The time for politeness is passed.
This is the point where you say direct to Friend.
I find you offensive and rude.
You are not welcome in my house.
Leave now.

There will be an outcry.. but you have to keep repeating direct to the friend.
You are not welcome here and repeat.

I can't see them stopping otherwise, they are so disrespectful.

MeridianB · 21/03/2025 20:40

you are getting an insight into what the conversations between him and your H are like when you aren't there

This. You have a DH problem because he thinks this cretin is hilarious.

EdithBond · 21/03/2025 20:42

menopausalfart · 21/03/2025 20:22

Doesn't sound as if either of them has any respect for you.

This.

Read your latest post @PearlGold.

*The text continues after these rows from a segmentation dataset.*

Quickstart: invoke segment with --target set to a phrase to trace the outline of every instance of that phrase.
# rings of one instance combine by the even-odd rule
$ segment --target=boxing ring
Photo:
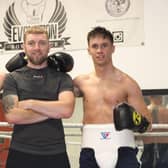
[[[70,162],[73,168],[78,167],[80,145],[81,145],[81,136],[82,136],[82,123],[63,123],[65,130],[65,140],[67,144],[67,151],[69,152]],[[0,139],[6,139],[8,142],[11,139],[12,135],[12,124],[7,122],[0,122]],[[2,128],[8,128],[10,131],[3,130]],[[135,137],[167,137],[168,138],[168,124],[152,124],[152,130],[155,132],[145,132],[143,134],[134,133]],[[162,130],[162,131],[160,131]],[[143,143],[137,141],[137,146],[140,149],[140,155],[143,151]],[[8,144],[9,147],[9,144]],[[0,147],[0,159],[1,152],[8,151],[8,148]],[[73,151],[73,152],[72,152]],[[1,160],[0,160],[1,161]],[[5,168],[0,162],[0,168]]]

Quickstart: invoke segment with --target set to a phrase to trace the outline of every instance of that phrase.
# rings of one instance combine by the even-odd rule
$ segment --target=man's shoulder
[[[74,81],[85,81],[90,78],[90,74],[81,74],[74,78]]]

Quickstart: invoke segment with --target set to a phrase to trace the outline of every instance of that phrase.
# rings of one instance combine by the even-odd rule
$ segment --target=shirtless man
[[[2,90],[2,88],[3,88],[3,82],[4,82],[4,79],[5,79],[5,76],[6,76],[5,73],[0,72],[0,90]]]
[[[88,53],[95,71],[74,79],[76,96],[83,96],[83,136],[80,168],[137,168],[133,131],[114,127],[113,109],[126,102],[151,123],[141,89],[113,65],[113,36],[103,27],[88,33]]]

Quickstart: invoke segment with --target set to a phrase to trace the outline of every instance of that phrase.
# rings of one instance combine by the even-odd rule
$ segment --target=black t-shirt
[[[71,77],[46,67],[23,67],[9,73],[5,79],[3,96],[18,95],[19,100],[58,100],[62,91],[73,91]],[[32,154],[56,154],[66,150],[61,119],[47,119],[33,124],[14,125],[11,148]]]

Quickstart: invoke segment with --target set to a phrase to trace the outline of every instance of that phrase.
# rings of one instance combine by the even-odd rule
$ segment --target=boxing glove
[[[48,56],[48,65],[61,72],[69,72],[74,66],[74,60],[65,52],[56,52]]]
[[[21,68],[27,64],[27,57],[24,52],[17,53],[5,65],[9,72]],[[74,66],[71,55],[64,52],[56,52],[48,56],[48,65],[57,71],[69,72]]]
[[[27,57],[24,52],[17,53],[5,65],[9,72],[19,69],[27,64]]]
[[[127,103],[117,105],[113,110],[114,125],[116,130],[130,129],[134,132],[144,133],[148,120]]]

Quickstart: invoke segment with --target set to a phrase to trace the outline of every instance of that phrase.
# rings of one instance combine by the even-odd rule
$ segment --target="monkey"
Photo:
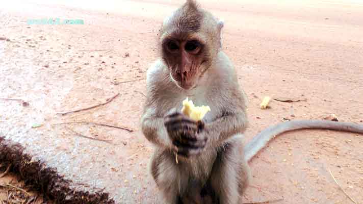
[[[247,97],[222,49],[224,22],[187,0],[162,23],[160,57],[147,69],[141,117],[154,145],[150,174],[165,203],[237,204],[250,181],[248,162],[275,136],[302,129],[363,133],[363,125],[293,120],[262,131],[244,146]],[[181,113],[186,97],[211,108],[201,121]]]

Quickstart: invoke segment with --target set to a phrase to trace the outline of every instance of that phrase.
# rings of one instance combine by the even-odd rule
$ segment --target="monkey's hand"
[[[164,125],[178,155],[188,158],[203,150],[207,141],[203,122],[196,122],[172,109],[165,115]]]

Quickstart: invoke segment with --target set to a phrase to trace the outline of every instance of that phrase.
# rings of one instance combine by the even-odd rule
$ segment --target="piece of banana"
[[[196,121],[201,120],[204,115],[211,111],[209,106],[195,106],[193,101],[189,100],[188,97],[183,100],[183,105],[182,112]]]
[[[270,100],[271,99],[271,97],[265,96],[264,98],[264,99],[262,100],[262,102],[261,103],[261,104],[260,105],[260,107],[261,108],[261,109],[267,109],[269,106],[269,103],[270,103]]]

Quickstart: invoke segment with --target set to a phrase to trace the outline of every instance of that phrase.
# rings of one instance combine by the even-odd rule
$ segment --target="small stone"
[[[27,102],[27,101],[23,101],[21,105],[24,107],[26,107],[27,106],[29,106],[29,103]]]

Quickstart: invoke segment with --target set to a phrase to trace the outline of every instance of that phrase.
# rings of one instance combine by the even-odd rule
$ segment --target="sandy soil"
[[[119,179],[131,183],[121,185],[122,189],[135,192],[134,198],[116,196],[118,199],[152,203],[152,194],[144,192],[147,191],[142,181],[148,173],[152,150],[138,124],[145,71],[158,56],[157,33],[163,18],[183,1],[31,2],[12,1],[0,10],[0,24],[4,26],[0,37],[9,39],[0,41],[0,80],[6,82],[0,85],[4,90],[0,97],[27,98],[39,110],[46,109],[38,122],[85,119],[135,130],[132,134],[94,128],[78,131],[115,140],[121,144],[120,148],[124,144],[123,150],[99,149],[109,157],[92,155],[92,158],[109,160],[112,171],[119,171],[116,174]],[[322,119],[334,113],[340,121],[363,124],[363,4],[199,2],[225,21],[224,49],[249,98],[246,141],[268,125],[286,120]],[[82,19],[85,25],[26,24],[27,19],[44,17]],[[57,112],[103,101],[118,92],[121,96],[107,107],[54,116]],[[258,105],[266,95],[306,101],[272,101],[270,109],[262,110]],[[50,96],[59,103],[51,103]],[[15,103],[0,101],[0,120],[6,121],[0,128],[10,137],[15,131],[6,128],[12,117],[6,111],[18,106]],[[32,122],[39,120],[22,111]],[[7,130],[9,135],[5,133]],[[60,144],[59,149],[67,145]],[[347,193],[362,202],[362,145],[363,137],[353,134],[303,131],[284,134],[250,163],[253,181],[244,202],[282,198],[276,203],[350,203],[330,169]],[[123,164],[114,166],[117,160]],[[138,165],[140,171],[125,173]]]

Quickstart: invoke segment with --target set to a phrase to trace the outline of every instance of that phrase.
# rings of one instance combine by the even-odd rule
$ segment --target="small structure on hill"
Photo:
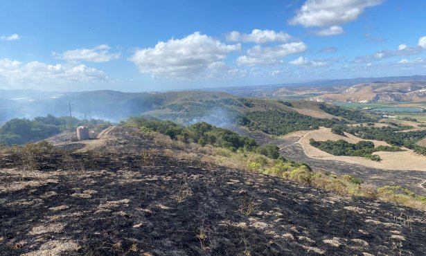
[[[77,128],[77,138],[79,140],[89,140],[89,127],[87,126],[80,126]]]

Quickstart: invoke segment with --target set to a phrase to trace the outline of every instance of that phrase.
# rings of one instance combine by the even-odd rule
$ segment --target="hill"
[[[165,138],[125,127],[103,136],[94,150],[1,156],[0,254],[369,255],[426,249],[423,212],[218,165],[191,156],[208,147],[160,143]]]
[[[312,99],[319,102],[360,103],[424,101],[426,100],[426,82],[362,83],[337,93],[326,93]]]

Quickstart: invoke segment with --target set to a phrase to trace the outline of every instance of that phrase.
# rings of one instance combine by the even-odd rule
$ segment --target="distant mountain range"
[[[404,81],[426,81],[426,75],[385,77],[358,77],[325,80],[301,83],[254,85],[201,89],[199,91],[224,91],[240,97],[256,98],[310,98],[325,93],[339,93],[348,86],[365,83],[388,83]]]
[[[426,101],[426,76],[367,77],[307,83],[204,89],[193,91],[123,93],[0,90],[0,124],[14,118],[48,113],[119,121],[142,113],[194,119],[224,108],[236,109],[238,97],[310,99],[325,102]],[[215,116],[220,115],[215,115]]]

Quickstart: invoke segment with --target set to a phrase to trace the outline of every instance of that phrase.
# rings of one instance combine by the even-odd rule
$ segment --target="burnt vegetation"
[[[162,149],[152,131],[121,127],[112,133],[115,138],[104,147],[85,153],[46,143],[3,149],[1,254],[420,255],[426,249],[424,212],[375,201],[379,192],[417,196],[400,187],[375,190],[348,175],[321,176],[304,165],[257,156],[247,172],[182,158],[179,143],[187,150],[193,143],[163,136],[170,144]],[[199,154],[211,150],[197,147]],[[23,168],[30,152],[33,165]],[[339,195],[356,188],[369,196]]]

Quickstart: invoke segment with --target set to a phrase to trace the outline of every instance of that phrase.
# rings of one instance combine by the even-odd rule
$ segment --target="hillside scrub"
[[[135,127],[145,134],[159,132],[168,136],[172,140],[184,143],[194,143],[202,146],[212,145],[233,152],[240,150],[258,152],[272,158],[277,158],[279,156],[279,149],[275,145],[260,146],[249,137],[242,136],[229,129],[216,127],[204,122],[184,127],[172,121],[132,118],[129,119],[125,125]]]
[[[405,147],[414,150],[416,153],[426,156],[426,148],[416,145],[426,137],[426,130],[401,131],[405,129],[405,126],[380,128],[356,126],[347,127],[346,131],[363,139],[382,140],[393,145]]]
[[[365,196],[426,211],[425,196],[418,196],[407,189],[401,188],[401,190],[389,191],[387,189],[376,188],[364,183],[361,179],[350,175],[344,174],[337,176],[334,174],[313,172],[305,163],[289,161],[281,156],[276,159],[267,157],[261,154],[262,150],[233,151],[229,148],[215,147],[211,145],[206,145],[203,147],[198,143],[184,143],[177,140],[172,140],[170,136],[157,132],[152,131],[150,134],[147,134],[145,131],[140,132],[144,136],[150,134],[156,137],[156,143],[166,146],[167,149],[165,149],[164,153],[170,157],[199,161],[229,168],[258,172],[288,181],[294,181],[303,185],[313,185],[342,195]],[[358,146],[364,143],[360,143]],[[369,145],[369,143],[367,144]],[[274,148],[274,147],[268,146],[267,147]],[[177,148],[179,151],[172,150],[170,148]]]
[[[319,148],[334,156],[362,156],[375,161],[380,161],[382,159],[380,159],[379,156],[372,154],[374,152],[380,151],[393,152],[402,151],[397,146],[380,145],[375,147],[373,143],[366,140],[361,140],[356,144],[353,144],[344,140],[339,140],[337,141],[317,141],[311,138],[310,144],[311,146]]]
[[[313,130],[319,127],[331,127],[334,125],[345,123],[337,119],[321,119],[281,110],[253,111],[240,116],[239,125],[252,130],[268,134],[281,136],[292,131]]]
[[[359,109],[347,109],[341,107],[325,103],[320,104],[319,108],[330,115],[344,118],[356,122],[377,122],[379,119],[377,116],[366,113]]]

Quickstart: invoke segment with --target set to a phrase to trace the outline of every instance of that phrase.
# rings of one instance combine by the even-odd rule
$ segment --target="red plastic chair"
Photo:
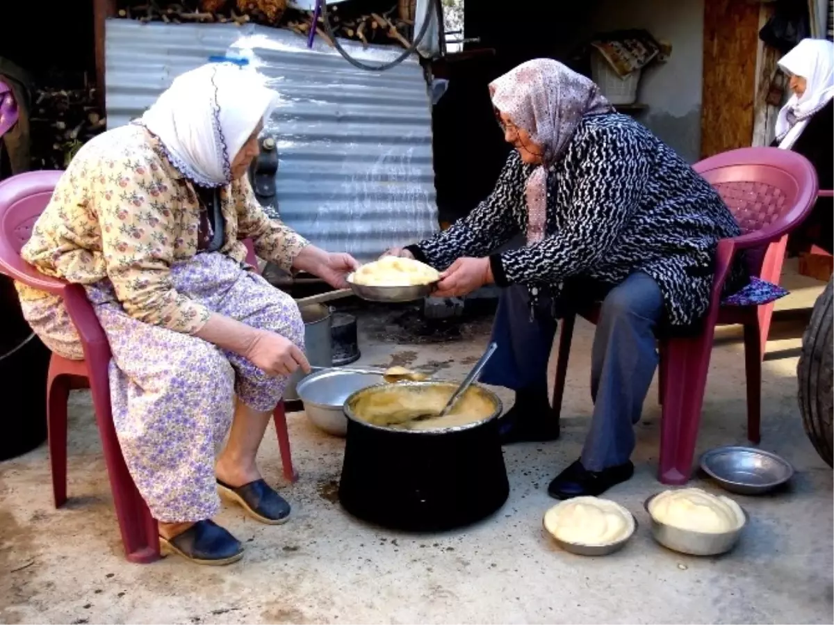
[[[53,354],[49,364],[47,415],[55,507],[67,501],[67,400],[71,390],[89,388],[124,551],[130,562],[150,562],[159,557],[157,524],[128,471],[116,436],[110,408],[108,367],[111,353],[107,336],[83,286],[46,276],[20,258],[20,249],[29,239],[32,226],[46,208],[60,176],[59,171],[36,171],[0,183],[0,272],[63,298],[83,348],[83,360]],[[251,244],[247,243],[251,250]],[[251,251],[248,260],[254,265]],[[294,481],[298,475],[293,469],[283,401],[275,407],[274,422],[284,475]]]
[[[760,440],[761,359],[773,315],[773,303],[762,306],[722,306],[721,291],[736,253],[746,250],[751,275],[778,284],[787,234],[804,219],[816,199],[813,166],[803,156],[776,148],[732,150],[695,165],[721,194],[736,216],[741,236],[719,241],[716,275],[703,331],[697,336],[660,341],[660,399],[663,406],[658,478],[664,484],[686,484],[695,455],[706,374],[716,325],[744,326],[747,377],[747,437]],[[580,311],[596,323],[600,305]],[[562,321],[553,409],[561,411],[570,340],[575,317]]]

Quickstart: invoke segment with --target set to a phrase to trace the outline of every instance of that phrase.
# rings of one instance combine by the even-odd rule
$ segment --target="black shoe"
[[[240,542],[208,519],[198,521],[173,538],[160,536],[159,551],[163,556],[176,553],[195,564],[214,566],[231,564],[244,557]]]
[[[280,525],[289,518],[289,504],[264,480],[255,480],[242,486],[230,486],[219,480],[220,496],[240,506],[249,515],[268,525]]]
[[[498,428],[501,445],[559,438],[559,420],[547,401],[547,390],[516,392],[515,403],[498,421]]]
[[[556,476],[547,487],[547,494],[556,499],[570,499],[579,496],[597,496],[634,475],[631,461],[602,471],[588,471],[577,460]]]

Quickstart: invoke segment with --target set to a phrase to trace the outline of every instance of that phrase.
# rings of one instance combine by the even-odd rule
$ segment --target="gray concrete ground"
[[[487,339],[488,323],[443,343],[397,345],[384,323],[363,319],[361,363],[434,361],[462,376]],[[777,329],[778,330],[778,329]],[[793,329],[796,334],[796,329]],[[652,542],[645,498],[655,477],[660,410],[653,389],[637,426],[633,480],[610,492],[636,516],[620,552],[583,558],[560,552],[541,530],[554,503],[549,480],[577,457],[591,409],[592,328],[578,324],[558,442],[506,450],[512,491],[494,517],[441,535],[368,527],[334,502],[343,441],[290,416],[300,481],[282,482],[269,433],[265,476],[293,503],[291,522],[264,527],[239,509],[219,522],[245,541],[244,561],[200,567],[177,558],[132,565],[123,555],[91,404],[72,398],[69,493],[51,501],[43,447],[0,464],[0,622],[3,623],[831,623],[834,622],[834,471],[814,452],[796,401],[796,340],[770,344],[765,363],[762,446],[797,469],[790,488],[738,497],[751,521],[738,547],[716,558]],[[699,451],[745,441],[744,366],[738,333],[713,353]],[[510,400],[505,392],[505,400]],[[696,478],[695,485],[715,487]]]

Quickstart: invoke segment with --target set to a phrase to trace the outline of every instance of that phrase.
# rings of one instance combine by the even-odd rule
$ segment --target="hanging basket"
[[[590,76],[612,104],[633,104],[637,101],[641,72],[637,69],[620,78],[602,54],[596,50],[590,53]]]
[[[407,19],[414,24],[417,14],[417,0],[397,0],[397,11],[399,19]]]

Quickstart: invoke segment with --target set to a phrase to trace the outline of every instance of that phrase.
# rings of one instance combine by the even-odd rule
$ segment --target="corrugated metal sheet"
[[[361,59],[396,50],[345,43]],[[380,73],[354,68],[324,42],[229,24],[107,23],[110,128],[138,117],[175,76],[212,55],[249,51],[284,102],[276,137],[281,219],[315,244],[375,257],[438,229],[431,107],[416,58]]]

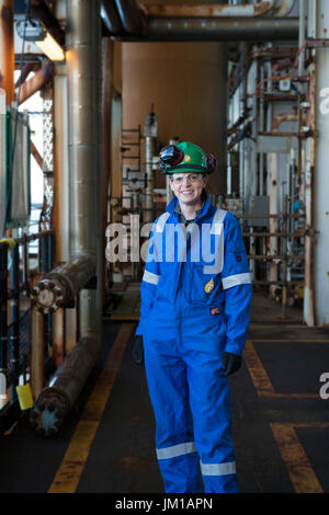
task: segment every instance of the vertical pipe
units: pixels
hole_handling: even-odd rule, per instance
[[[110,37],[103,41],[103,89],[102,89],[102,244],[105,255],[105,228],[107,226],[109,185],[111,172],[111,107],[112,107],[112,78],[113,78],[114,44]],[[103,268],[103,304],[105,301],[106,275]]]
[[[0,373],[7,369],[7,348],[8,348],[8,324],[7,324],[7,305],[8,305],[8,245],[0,245]]]
[[[14,291],[10,299],[10,371],[14,375],[14,385],[10,389],[10,400],[14,402],[16,399],[15,386],[19,384],[19,363],[20,363],[20,252],[19,247],[12,249],[12,265],[10,271],[10,288]]]
[[[298,37],[298,46],[299,48],[303,47],[305,44],[305,28],[306,28],[306,0],[299,0],[299,37]],[[302,77],[304,75],[305,68],[305,50],[303,49],[298,60],[298,76]]]
[[[317,39],[328,39],[329,2],[318,0]],[[314,253],[315,321],[317,325],[329,323],[329,208],[328,208],[328,161],[329,161],[329,113],[328,77],[329,48],[316,49],[315,92],[315,173],[314,173],[314,228],[317,231]],[[325,102],[324,102],[325,100]],[[311,180],[311,179],[310,179]]]
[[[5,91],[8,105],[15,94],[13,4],[13,0],[0,0],[0,88]]]
[[[270,214],[277,215],[277,161],[279,156],[275,152],[270,153]],[[270,218],[270,232],[277,232],[277,219]],[[270,238],[270,254],[279,254],[277,237]],[[270,263],[270,281],[277,281],[277,264]],[[273,297],[275,285],[270,286],[270,297]]]
[[[155,156],[155,144],[156,138],[152,136],[146,136],[145,138],[145,161],[146,161],[146,211],[145,221],[154,220],[154,170],[152,170],[152,157]]]
[[[100,1],[69,0],[67,32],[70,259],[98,265],[98,289],[80,293],[80,334],[100,343],[102,322],[102,196],[100,162]]]

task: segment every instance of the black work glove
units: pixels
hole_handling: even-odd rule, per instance
[[[230,374],[237,371],[241,366],[241,360],[240,356],[225,352],[223,354],[224,376],[230,376]]]
[[[140,335],[135,336],[132,358],[133,358],[133,362],[137,363],[137,365],[141,365],[141,363],[144,362],[143,336]]]

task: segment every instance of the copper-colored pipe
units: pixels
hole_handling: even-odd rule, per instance
[[[14,100],[14,67],[13,0],[0,0],[0,88],[8,105]]]
[[[47,62],[45,66],[41,68],[32,79],[23,82],[21,85],[20,91],[20,105],[25,102],[25,100],[30,99],[36,91],[41,90],[47,82],[53,78],[54,75],[54,65],[53,62]]]

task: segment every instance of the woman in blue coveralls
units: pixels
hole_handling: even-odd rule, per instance
[[[160,152],[174,194],[155,221],[135,355],[144,347],[164,491],[238,492],[228,377],[241,365],[251,281],[235,215],[205,192],[216,160],[189,141]]]

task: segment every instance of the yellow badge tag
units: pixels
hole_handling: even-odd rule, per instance
[[[211,294],[215,287],[214,281],[211,279],[204,287],[206,294]]]

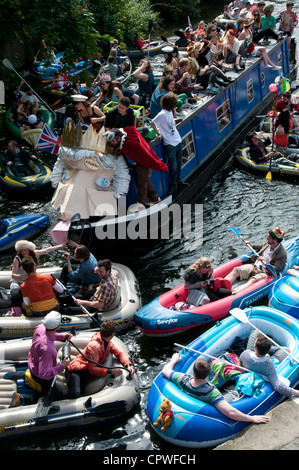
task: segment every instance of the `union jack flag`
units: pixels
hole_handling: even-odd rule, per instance
[[[61,143],[61,137],[57,135],[47,124],[44,124],[42,133],[37,141],[36,148],[57,155]]]

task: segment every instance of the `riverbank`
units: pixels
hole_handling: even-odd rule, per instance
[[[214,450],[299,450],[299,400],[285,400],[267,413],[266,424],[251,425]]]

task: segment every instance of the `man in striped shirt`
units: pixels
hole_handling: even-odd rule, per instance
[[[74,302],[76,305],[92,307],[100,312],[111,310],[118,299],[118,273],[115,269],[112,269],[109,259],[98,261],[98,266],[94,271],[101,279],[96,292],[90,300],[76,299]]]

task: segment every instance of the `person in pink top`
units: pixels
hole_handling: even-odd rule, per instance
[[[71,334],[57,333],[61,322],[60,313],[52,310],[45,316],[43,322],[35,328],[32,345],[28,353],[28,368],[32,378],[41,386],[41,394],[44,396],[50,389],[54,377],[62,372],[69,364],[70,359],[64,358],[57,365],[57,350],[55,341],[71,340]],[[67,398],[58,394],[54,387],[54,399]],[[14,393],[11,406],[19,406],[26,403],[26,396]]]

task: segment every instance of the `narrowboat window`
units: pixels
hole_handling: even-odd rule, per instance
[[[216,110],[218,132],[221,132],[231,122],[229,100],[224,101]]]
[[[253,101],[253,81],[252,81],[252,78],[250,78],[247,82],[247,98],[248,98],[248,103],[251,103],[251,101]]]
[[[190,160],[192,160],[192,158],[195,157],[195,145],[192,131],[182,137],[182,147],[182,167],[184,167],[188,162],[190,162]]]

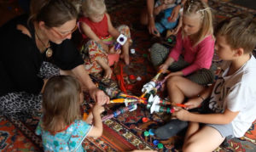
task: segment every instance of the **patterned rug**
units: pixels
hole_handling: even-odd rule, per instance
[[[134,42],[131,48],[136,51],[135,53],[131,54],[131,65],[126,66],[122,61],[119,62],[115,67],[117,69],[115,73],[119,73],[118,70],[123,66],[125,87],[128,93],[140,95],[143,85],[155,75],[155,70],[148,61],[148,48],[153,44],[154,39],[148,34],[146,27],[139,25],[140,11],[145,6],[145,1],[106,0],[106,3],[113,25],[125,24],[131,27]],[[239,7],[230,3],[229,0],[209,0],[209,5],[213,8],[216,23],[226,17],[244,12],[256,17],[256,10]],[[129,79],[131,75],[135,77],[139,76],[142,80],[131,82]],[[113,80],[116,80],[115,76],[113,76]],[[113,81],[103,82],[103,83],[110,87],[113,87],[113,84],[116,84]],[[83,106],[84,109],[87,107],[87,104]],[[103,115],[112,114],[121,107],[124,107],[124,104],[108,105]],[[142,121],[143,117],[147,117],[148,121],[143,122]],[[164,114],[150,115],[144,105],[138,105],[137,110],[134,111],[106,121],[103,125],[103,135],[99,138],[87,138],[83,143],[84,147],[87,151],[158,150],[158,147],[153,144],[154,140],[158,140],[163,144],[164,151],[180,151],[183,132],[168,140],[159,140],[154,137],[144,136],[144,131],[163,125],[166,117],[166,115]],[[0,151],[42,151],[41,138],[34,134],[38,122],[38,115],[18,121],[0,116]],[[215,151],[255,151],[255,123],[243,138],[230,140],[227,145],[222,145]]]

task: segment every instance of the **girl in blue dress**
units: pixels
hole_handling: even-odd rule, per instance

My word, my teenage and young adult DSs don’t behave like that. They’d think anyone who did was a bit of a dick.

It’s greatly concerning that you’re having to be forced upstairs all evening in your own effing home. How dare they disrespect you in it.

If you want or need to go downstairs and if there’s any more of it, I’d simply say: ‘I’ve welcomed you into my home and offered you dinner. If you don’t have respect for me, why are you here? I’d like you to leave now.’

DuckbilledSplatterPuff · 21/03/2025 20:45

Good point @Doubledenim305
"most men would not like that fact alone as it shows that friend believes DH's wife -(DH's choice to marry/cohabit with) is not worthy of respect and really that is disrespecting DH as well."

That might appeal to the DH's idiotic vanity. And he is encouraging DH to be vile to OP. More conversations along the lines of the friend is using DH and making a complete fool of him. However, the DH seems to be fine with all of this.

If the OP says direct to the friend,You are not welcome in this house. instead of relying on spineless DH to talk to friend at least then its all out in the open that OP is opposed to him being there. Technically its not at the moment because she is cooking for him and watching tv with him, although unwillingly. It must be unbearable.

Alwaysalert · 21/03/2025 20:47

No big deal??????? This is not daft banter between men - it is crass, gross remarks to OP - a female - the wife and co owner of the house that friend is lounging and scrounging in. Women may/do talk between themselves and may share dirty jokes or whatever, at work and on nights out together - in all-female company - that is the difference. You are missing the point.